The Supreme Court was hearing a petition by leaders of 21 opposition parties who wanted the number of VVPATs to be increased to 50 per cent in every assembly segment. Allegations of EVM or electronic voting machine tampering have been the reason for constant fights among parties in election season.
The Election Commission said that based on inputs from the Indian Statistical Institute, a sample survey of 479 assembly segments would generate 99.99 per cent accuracy.
The poll body had also flagged infrastructure and workforce constraints; it said it needs a minimum team of three officers to count VVPATs.
The poll body at present matches VVPAT slips of 4,125 EVMs under the “one EVM per assembly segment” guideline.
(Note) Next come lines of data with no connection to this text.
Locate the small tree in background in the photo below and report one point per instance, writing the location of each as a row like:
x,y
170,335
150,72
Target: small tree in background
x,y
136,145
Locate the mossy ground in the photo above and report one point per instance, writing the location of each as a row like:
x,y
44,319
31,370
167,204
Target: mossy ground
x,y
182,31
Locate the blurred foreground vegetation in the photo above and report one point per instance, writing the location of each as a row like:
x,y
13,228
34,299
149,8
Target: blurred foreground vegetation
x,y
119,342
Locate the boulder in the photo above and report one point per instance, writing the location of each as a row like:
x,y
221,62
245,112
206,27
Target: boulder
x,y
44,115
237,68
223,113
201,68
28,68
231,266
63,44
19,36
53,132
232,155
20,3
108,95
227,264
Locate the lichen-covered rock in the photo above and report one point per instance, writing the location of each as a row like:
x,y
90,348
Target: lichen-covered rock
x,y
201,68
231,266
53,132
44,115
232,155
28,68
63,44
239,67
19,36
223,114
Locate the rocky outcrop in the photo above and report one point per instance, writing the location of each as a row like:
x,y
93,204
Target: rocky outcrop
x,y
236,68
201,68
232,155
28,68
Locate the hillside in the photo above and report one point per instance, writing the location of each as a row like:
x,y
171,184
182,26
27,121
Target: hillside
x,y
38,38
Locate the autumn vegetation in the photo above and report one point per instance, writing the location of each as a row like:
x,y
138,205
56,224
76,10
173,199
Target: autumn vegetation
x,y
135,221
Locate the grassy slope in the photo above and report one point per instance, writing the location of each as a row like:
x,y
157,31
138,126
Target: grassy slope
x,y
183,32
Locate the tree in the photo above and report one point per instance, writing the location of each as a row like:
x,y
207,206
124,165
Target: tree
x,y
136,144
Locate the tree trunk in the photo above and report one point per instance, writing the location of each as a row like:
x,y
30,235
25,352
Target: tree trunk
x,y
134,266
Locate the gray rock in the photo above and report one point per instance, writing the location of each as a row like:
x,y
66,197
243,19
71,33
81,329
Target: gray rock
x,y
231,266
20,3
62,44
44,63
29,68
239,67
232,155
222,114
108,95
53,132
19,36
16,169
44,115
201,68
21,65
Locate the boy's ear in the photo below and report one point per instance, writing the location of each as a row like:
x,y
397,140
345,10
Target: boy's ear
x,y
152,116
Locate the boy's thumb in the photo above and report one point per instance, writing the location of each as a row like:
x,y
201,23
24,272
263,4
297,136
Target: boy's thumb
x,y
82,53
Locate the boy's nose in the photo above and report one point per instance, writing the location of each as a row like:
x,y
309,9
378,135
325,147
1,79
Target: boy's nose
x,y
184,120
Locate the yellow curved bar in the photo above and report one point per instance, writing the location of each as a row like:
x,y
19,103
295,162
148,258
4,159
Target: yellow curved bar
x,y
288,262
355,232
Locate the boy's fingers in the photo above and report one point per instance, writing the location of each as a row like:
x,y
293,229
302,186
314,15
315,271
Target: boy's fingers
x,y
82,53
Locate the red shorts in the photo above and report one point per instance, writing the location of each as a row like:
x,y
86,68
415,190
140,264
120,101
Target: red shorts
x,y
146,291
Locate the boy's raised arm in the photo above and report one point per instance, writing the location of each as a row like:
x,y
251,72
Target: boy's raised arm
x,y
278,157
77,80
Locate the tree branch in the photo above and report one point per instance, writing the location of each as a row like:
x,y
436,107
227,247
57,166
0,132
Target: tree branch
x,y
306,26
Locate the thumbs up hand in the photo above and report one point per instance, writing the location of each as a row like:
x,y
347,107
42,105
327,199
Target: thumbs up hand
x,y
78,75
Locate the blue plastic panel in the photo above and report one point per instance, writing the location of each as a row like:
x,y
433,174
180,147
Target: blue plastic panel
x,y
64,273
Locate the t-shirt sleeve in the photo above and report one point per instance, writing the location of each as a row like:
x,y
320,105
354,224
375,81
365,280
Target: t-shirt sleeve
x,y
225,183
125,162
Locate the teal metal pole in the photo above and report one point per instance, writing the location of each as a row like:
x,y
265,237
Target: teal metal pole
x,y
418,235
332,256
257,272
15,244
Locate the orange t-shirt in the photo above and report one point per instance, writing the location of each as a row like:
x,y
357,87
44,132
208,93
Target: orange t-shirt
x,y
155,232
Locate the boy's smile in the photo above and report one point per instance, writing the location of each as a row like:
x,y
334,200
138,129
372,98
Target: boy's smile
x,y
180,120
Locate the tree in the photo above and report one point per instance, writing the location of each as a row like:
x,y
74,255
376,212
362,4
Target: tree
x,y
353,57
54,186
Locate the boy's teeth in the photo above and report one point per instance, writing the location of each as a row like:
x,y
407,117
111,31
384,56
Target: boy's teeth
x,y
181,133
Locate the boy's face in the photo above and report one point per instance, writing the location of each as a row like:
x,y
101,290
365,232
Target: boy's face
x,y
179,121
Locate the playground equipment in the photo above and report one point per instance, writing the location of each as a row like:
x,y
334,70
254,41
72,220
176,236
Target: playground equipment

Following the court order, the Election Commission will have to count the VVPAT slips of five times as many machines in each constituency, or that of 20,625 EVMs.
The Supreme Court also made it clear that it was not casting any doubt on the Election Commission’s checks and processes.
“If the number of (VVPAT) machines can be increased to a reasonable number, it would lead to greater satisfaction, so the endeavour of the court is to find a viable number of VVPATs,” a bench of Chief Justice of India Ranjan Gogoi and Justices Deepak Gupta and Sanjiv Khanna said.
The results of the seven-phase Lok Sabha elections starting Thursday will be out on May 23.